Hatewaybuloo · 08/05/2018 14:42

No way! You’re on mat leave, not a holiday!

rainbowstardrops · 08/05/2018 14:43

Cheeky feckers! Tell them to bugger off

TroubledLichen · 08/05/2018 14:43

MrsHathaway’s response is perfect.

Mookatron · 08/05/2018 14:50

Are they completely nuts? Who would want to take on someone else's kid 2 days a week when they've got a 3 year old and a newborn??

YANBU even a tiny teeny bit!

Likejellytots88 · 08/05/2018 14:50

Just say no because you have a newborn and will still be finding your feet in regards to looking after 2 young children, getting into a routine and all that. Even if you had a decent relationship that would be asking too much knowing you'll no doubt have your hands full with your own DC but with the fact you aren't close, I wouldn't even worry about being 'childish' its your decision and they have to suck it up!

Alienspaceship · 08/05/2018 14:52

Mrs Hathaway’s response is perfect

Rudgie47 · 08/05/2018 14:54

Its cheeky of them to ask irrespective of the argument, just say you cant do it as your too busy with your 2 children. I'd suggest they look up local childminders and have a proper going on where they pay.

Cawfee · 08/05/2018 14:56

Blimey! You are not BU. That’s a massive ask and a massive cheek considering the circumstances. Just say no. It’s not something you want to be tied down to and you may go back to work and you want to keep your options open. You do t have to agree

MeMyShelfandIkea · 08/05/2018 14:56

Out of interest what does your DH think you should do? (I'm not implying it's not your decision though).

And no, not childish at all to refuse. Childish would be a no followed by "ner ner ne ner ner!" It's a big thing they're asking of you!

TryingOutNC · 08/05/2018 14:57

I would leave out this bit Obviously give me a shout if you're ever stuck as a one off though

That's inviting cheeky fuckery.

I can't believe she's asking you when you have a 3yr old and a newborn!!

paddlingwhenIshouldbeworking · 08/05/2018 14:57

No-one should undertake childcare for anyone you can't be honest and comfortable with so YANBU. Recipe for disaster all round.

Even if you wanted to sit down and eat strawberries and hob nobs all day whilst watching 'say yes to the dress' on loop, it's never childish not to want to look after someone else's children on a regular basis!

ferriswheel · 08/05/2018 14:58

What Mrs Hathaway said but with out the one off offer.

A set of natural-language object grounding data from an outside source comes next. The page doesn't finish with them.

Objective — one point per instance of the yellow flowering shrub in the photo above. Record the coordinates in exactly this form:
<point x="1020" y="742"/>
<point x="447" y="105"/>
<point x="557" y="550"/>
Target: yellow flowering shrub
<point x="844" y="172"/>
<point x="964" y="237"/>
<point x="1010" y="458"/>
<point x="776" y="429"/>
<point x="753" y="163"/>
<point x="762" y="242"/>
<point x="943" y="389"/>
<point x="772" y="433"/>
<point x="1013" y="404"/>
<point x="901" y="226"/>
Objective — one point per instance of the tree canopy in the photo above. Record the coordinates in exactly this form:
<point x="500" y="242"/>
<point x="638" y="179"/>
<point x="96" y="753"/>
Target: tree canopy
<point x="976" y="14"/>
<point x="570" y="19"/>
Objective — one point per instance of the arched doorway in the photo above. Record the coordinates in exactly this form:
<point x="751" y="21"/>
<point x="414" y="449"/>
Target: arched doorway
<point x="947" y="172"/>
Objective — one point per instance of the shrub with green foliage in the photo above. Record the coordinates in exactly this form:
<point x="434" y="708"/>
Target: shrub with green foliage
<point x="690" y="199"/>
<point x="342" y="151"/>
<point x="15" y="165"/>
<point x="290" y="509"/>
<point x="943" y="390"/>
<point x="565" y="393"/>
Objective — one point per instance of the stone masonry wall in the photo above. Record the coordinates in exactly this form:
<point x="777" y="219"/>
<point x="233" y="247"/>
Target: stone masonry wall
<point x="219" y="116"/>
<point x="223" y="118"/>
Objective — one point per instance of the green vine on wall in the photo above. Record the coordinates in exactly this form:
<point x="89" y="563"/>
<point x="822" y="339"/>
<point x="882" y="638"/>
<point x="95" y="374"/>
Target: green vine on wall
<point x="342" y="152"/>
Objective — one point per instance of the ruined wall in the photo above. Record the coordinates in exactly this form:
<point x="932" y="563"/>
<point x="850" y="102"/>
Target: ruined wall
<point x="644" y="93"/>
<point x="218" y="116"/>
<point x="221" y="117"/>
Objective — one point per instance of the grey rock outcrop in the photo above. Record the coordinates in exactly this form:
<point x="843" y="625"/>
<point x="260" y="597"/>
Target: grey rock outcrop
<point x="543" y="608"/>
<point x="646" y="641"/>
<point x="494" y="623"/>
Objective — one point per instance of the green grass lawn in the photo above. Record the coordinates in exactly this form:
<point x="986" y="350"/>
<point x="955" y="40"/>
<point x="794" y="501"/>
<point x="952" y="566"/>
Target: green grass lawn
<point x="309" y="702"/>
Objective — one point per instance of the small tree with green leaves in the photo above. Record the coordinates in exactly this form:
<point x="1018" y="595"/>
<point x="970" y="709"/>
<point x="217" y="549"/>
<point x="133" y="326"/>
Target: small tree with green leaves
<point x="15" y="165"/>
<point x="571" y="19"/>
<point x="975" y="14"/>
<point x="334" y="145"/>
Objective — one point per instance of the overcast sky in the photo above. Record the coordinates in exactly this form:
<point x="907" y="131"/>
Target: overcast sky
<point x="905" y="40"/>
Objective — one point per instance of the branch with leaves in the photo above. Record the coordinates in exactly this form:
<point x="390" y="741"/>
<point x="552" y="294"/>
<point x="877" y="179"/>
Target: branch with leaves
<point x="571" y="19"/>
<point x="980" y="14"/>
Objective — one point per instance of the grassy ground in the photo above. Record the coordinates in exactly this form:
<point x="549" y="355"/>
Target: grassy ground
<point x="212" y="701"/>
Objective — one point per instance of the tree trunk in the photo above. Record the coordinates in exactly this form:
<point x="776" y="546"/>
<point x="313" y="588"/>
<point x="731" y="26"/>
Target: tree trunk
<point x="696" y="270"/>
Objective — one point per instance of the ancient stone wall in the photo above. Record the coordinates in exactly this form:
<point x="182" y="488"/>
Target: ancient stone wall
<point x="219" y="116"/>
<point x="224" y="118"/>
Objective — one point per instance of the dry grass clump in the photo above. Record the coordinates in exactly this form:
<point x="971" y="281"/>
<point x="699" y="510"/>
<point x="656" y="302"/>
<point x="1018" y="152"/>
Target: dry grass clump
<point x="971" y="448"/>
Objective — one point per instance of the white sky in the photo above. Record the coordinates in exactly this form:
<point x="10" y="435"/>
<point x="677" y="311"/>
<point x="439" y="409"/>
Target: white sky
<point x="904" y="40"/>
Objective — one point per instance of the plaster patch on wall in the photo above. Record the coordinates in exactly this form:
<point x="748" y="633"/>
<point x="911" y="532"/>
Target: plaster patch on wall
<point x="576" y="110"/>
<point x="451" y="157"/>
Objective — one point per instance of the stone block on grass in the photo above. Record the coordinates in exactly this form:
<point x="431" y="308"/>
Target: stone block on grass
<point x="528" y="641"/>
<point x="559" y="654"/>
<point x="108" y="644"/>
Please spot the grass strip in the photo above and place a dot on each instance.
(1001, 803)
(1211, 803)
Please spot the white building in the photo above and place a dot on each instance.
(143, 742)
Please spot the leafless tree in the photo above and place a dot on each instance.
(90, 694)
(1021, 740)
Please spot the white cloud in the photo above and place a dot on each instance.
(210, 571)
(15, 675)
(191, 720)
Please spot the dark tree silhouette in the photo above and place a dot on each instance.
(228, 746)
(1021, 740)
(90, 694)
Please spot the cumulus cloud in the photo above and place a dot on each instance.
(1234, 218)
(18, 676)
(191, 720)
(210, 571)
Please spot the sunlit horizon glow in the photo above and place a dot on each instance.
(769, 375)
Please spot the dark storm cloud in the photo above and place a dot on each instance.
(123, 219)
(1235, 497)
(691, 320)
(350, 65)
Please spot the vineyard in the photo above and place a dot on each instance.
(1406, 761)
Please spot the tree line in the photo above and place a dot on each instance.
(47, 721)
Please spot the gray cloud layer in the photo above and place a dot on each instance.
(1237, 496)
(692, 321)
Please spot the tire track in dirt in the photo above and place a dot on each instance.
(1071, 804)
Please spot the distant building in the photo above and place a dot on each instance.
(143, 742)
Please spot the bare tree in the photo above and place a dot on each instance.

ScrubTheDecks · 08/05/2018 14:58

OMG! That is outrageous.

How do people come to think that anyone on maternity leave is fair game for free childcare?

(I am assuming they didn't look after your older child while she was on ML?).

Just say 'sorry - my hands are full with my own kids and I'm not looking to take on anything extra. Be lovely for the cousins to spend time together, though.'

They have probably forgotten about blocking you on social media.